Board members brought up the fact that if the teachers received a raise, county employees would not get one. One county teacher asked when the county employees last got a raise, which was July 2020.
Following those statements, teachers erupted with comments about how the board members were being contradictory.
Board members also reminded teachers that they received a $1,000 bonus, which they claimed was similar to receiving a raise.
Supervisors voted on three possible options:
- Give teachers the pay increase
- Give both the teachers and Scott County employees a pay increase
- Provide neither with a pay increase
In a 4-2 vote, the motion to give teachers a raise failed. Supervisors chose to give neither teachers nor county employees a pay increase in the next fiscal year.

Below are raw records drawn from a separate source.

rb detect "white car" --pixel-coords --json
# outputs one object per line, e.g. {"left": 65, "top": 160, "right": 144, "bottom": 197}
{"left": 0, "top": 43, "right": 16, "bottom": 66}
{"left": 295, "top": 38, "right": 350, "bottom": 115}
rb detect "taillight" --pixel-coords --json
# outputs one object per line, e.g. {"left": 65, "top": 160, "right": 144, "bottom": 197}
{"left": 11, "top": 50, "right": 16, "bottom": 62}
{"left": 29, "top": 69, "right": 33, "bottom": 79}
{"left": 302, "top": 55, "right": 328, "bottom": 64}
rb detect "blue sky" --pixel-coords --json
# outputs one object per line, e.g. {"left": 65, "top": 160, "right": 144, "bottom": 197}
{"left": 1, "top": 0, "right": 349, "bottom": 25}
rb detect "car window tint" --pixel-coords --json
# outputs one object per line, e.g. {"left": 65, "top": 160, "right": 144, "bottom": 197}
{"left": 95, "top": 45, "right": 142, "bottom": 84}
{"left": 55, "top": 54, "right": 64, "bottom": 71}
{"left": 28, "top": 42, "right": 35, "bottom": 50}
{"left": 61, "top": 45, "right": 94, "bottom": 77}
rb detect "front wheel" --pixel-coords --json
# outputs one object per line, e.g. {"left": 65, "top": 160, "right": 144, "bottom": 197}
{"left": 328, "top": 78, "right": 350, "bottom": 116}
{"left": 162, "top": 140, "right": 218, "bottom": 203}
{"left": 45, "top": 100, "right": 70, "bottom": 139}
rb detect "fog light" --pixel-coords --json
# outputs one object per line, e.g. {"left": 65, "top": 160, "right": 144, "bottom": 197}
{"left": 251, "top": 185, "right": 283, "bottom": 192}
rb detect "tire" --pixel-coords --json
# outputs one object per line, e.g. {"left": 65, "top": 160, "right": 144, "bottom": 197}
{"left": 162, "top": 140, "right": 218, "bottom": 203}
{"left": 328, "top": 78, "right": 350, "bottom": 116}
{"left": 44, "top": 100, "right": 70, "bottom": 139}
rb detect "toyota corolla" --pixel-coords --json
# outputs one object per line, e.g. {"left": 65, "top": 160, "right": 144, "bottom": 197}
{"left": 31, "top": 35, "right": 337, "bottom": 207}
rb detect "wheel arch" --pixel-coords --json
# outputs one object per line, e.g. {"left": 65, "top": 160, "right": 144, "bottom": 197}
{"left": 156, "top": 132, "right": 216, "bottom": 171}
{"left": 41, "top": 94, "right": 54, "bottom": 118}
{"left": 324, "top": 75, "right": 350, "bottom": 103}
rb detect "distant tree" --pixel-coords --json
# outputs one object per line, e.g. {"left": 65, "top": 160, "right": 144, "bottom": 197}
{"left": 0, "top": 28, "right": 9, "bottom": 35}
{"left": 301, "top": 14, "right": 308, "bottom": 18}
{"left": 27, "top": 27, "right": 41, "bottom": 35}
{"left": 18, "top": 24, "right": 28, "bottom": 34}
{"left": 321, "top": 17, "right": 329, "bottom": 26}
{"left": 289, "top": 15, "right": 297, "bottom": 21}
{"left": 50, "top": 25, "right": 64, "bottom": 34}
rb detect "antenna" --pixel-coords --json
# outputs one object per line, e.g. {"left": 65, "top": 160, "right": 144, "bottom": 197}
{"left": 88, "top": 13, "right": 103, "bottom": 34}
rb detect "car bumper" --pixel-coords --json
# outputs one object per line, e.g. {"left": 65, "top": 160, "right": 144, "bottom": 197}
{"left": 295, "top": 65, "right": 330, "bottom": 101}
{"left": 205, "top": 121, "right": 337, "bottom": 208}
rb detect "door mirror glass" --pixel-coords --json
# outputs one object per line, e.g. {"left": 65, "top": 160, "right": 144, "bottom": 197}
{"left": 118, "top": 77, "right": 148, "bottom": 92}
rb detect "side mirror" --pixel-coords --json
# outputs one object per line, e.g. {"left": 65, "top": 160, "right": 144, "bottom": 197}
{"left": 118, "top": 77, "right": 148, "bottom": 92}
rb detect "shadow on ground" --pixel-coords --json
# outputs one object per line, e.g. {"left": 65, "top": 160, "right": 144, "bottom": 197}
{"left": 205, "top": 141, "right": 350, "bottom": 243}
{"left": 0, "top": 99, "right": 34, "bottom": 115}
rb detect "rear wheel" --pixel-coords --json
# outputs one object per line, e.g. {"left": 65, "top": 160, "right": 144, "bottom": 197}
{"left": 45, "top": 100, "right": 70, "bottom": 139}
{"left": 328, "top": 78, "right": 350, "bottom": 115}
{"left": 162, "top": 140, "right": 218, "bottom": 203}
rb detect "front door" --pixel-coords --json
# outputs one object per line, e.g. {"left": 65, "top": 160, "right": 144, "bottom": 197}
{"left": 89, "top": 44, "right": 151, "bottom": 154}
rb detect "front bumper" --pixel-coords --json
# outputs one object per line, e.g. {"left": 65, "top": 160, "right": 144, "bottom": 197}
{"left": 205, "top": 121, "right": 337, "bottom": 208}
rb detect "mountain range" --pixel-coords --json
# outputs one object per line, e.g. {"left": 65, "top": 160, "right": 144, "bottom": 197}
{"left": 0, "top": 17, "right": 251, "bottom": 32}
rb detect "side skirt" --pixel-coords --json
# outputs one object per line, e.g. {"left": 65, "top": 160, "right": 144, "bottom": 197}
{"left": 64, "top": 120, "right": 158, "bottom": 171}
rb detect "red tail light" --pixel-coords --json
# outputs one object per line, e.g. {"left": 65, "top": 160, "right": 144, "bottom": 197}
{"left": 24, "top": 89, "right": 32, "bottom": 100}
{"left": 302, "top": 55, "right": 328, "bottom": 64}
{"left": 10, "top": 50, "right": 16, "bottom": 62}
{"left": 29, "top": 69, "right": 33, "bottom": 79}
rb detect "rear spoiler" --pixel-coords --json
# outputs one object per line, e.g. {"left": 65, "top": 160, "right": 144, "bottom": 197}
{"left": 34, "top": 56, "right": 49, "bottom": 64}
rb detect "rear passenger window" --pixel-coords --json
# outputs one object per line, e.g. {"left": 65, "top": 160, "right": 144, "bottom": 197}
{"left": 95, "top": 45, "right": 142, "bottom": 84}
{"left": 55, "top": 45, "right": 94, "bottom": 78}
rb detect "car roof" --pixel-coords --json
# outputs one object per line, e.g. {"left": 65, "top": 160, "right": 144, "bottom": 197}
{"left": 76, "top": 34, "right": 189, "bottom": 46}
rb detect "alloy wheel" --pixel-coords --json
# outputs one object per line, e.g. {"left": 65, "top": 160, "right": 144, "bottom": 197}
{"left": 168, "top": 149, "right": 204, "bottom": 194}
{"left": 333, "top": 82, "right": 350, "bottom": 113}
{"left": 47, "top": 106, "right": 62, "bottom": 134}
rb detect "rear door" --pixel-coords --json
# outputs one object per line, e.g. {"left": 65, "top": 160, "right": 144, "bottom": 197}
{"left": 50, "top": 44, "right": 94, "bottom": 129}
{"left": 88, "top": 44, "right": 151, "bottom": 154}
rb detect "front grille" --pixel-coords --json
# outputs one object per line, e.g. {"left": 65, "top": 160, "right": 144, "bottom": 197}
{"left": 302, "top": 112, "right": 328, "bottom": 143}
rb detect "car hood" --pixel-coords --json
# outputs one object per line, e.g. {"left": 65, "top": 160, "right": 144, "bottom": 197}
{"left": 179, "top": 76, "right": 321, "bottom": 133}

“Don’t think we are trying to do something detrimental to your employment or anything, we have got your back. That’s our responsibility, it’s to fund the school system, our part of it,” Board Chair Danny Mann told the teachers present at the meeting.
But to the teachers, it was not enough.
“It was the wrong decision, it was wrong for the students, it was wrong for all the citizens of Scott County. Our teachers, our employees, our school employees are worth that extra,” Kathy Musick, Virginia Professional Educators, said.
“You deserve a raise, but when you get to thinking, you send meals home to students that their parents can’t even furnish meals for the kids, but when you turn around and look at it, we in turn are going to have to turn around and raise taxes on those poor families,” Scott County District 1 Supervisor Darrel Jeter said.
The county’s budget is currently more than $27 million.
Scott County teachers will still receive a pay increase after the Scott County School Board secured a three percent raise from the school board’s budget.
The school board also voted on Tuesday night to allow school administration to create a tuition policy for out-of-state students. Prior to that vote, those students did not pay tuition.